Read about my research.
Lichens are extremely sensitive to pollution and disturbance where you find them and so I was interested in lichens because of this fragility where they exist on the edge of, you know, existence and non-existence and that certain types of pollution can really wipe them out quite quickly so they're kind of like the canaries in the coal mine for most ecosystems. If you have a forest that has lichens that means it's a pretty healthy forest, and if those lichens disappear then that means something's probably wrong. Hi my name is Spencer Goyette and I am a curatorial assistant in the Herbarium at the Beaty Biodiversity Museum and I am also an interpreter in the education and outreach department.
Lichens are a symbiotic assemblage of fungi and some sort of photosynthesizing partner, such as cyanobacteria and/or algae, and there's also other bacteria involved in the symbiosis. You've probably seen lichens in your neighbourhood growing on trees. Some of them resemble leaves, some of them are very crust-like in their appearance, and some of them look like small shrubs. The Beaty houses a quite large collection of lichens, and it's important because we need to study the biodiversity of lichens in BC and owing to BC's history, geologically and climatically, it's quite rich in lichen diversity. And so researchers for the last, you know, 100 years or so have been contributing to the lichen flora of BC, documenting what species occur here, which ones are rare, and how those species distributions are changing through time.

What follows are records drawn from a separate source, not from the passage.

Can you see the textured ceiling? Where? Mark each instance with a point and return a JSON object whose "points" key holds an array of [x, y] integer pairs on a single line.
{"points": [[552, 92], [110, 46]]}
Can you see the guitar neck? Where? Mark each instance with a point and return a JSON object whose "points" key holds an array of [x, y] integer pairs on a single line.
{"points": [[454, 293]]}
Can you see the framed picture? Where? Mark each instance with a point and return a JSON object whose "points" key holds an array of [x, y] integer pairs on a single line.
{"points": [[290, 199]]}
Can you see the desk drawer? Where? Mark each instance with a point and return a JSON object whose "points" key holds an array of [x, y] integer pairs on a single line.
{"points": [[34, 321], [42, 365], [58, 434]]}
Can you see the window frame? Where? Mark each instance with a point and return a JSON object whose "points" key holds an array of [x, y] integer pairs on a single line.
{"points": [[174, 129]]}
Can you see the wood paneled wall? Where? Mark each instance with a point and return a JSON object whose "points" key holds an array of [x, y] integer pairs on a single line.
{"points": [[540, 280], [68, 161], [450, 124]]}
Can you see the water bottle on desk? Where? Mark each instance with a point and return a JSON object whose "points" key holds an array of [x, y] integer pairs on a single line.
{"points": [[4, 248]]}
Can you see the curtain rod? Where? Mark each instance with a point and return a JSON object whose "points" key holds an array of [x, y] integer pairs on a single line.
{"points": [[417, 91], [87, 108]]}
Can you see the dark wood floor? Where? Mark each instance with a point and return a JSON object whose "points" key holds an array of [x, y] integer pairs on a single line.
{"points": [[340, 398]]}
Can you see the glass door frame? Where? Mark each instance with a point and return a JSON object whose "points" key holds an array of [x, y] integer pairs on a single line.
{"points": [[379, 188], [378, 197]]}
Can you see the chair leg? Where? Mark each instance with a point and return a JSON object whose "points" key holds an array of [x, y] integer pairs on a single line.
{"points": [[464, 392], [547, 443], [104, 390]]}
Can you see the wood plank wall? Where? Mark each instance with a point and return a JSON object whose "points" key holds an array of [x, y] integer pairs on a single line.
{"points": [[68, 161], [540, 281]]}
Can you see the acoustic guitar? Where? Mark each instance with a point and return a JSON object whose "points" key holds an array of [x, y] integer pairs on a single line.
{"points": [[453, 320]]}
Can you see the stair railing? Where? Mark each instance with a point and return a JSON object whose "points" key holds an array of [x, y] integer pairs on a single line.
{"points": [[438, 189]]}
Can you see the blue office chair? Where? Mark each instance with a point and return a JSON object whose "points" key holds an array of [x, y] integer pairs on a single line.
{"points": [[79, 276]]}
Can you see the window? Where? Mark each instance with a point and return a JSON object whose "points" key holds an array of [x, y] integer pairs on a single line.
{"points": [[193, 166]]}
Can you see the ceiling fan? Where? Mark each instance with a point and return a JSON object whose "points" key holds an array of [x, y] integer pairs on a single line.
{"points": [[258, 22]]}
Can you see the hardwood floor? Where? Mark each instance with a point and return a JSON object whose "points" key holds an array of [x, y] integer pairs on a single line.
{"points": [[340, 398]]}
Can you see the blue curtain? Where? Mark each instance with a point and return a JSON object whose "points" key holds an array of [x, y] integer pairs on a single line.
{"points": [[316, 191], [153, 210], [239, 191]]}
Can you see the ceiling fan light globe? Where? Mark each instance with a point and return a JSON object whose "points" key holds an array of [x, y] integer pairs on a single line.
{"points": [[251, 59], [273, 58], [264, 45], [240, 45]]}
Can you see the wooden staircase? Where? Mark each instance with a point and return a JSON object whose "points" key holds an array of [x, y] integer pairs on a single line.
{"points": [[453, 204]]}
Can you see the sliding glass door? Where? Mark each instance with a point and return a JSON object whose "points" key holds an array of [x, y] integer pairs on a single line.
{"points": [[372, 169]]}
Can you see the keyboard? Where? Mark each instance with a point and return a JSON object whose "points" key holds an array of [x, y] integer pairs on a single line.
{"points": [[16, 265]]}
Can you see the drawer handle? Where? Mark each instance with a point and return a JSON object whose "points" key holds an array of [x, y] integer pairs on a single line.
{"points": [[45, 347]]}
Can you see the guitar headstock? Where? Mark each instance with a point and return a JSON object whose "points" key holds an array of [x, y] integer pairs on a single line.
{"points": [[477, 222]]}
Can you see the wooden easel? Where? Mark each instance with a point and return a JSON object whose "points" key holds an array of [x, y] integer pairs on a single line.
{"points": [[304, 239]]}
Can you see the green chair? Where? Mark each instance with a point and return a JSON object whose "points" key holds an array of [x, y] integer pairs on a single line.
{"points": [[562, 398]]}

Presently we have two co-curators of lichens at the beady biodiversity museum Trevor Goward and Curtis Björk. Their specimen collecting and publications on lichens is foundational to lichen studies in British Columbia. They've been writing a lot about species distributions and natural history for a number of years. One of our current projects in the lichen herbarium is involving collections from Willa Noble, who was a PhD student at UBC in the 70s and 80s. She collected in the Gulf Islands and her collections of lichens were pretty foundational to later work by lichenologists to assemble a species record for the province of British Columbia.
One of the nice things about the collections that we have in the biodiversity museum is that they will last for hundreds of years and so the efforts made by these prior scientists and researchers will extend the lives of the individual specimens beyond what they would have had in nature as well as give us a better idea of what species distributions look like in the face of climate change or deforestation across the province. And so the records that we have and the specimens we have are incredibly important for answering questions that we don't have yet as well as documenting the species diversity around us which is literally beneath our feet, and in our neighbourhoods, and in the forests of British Columbia.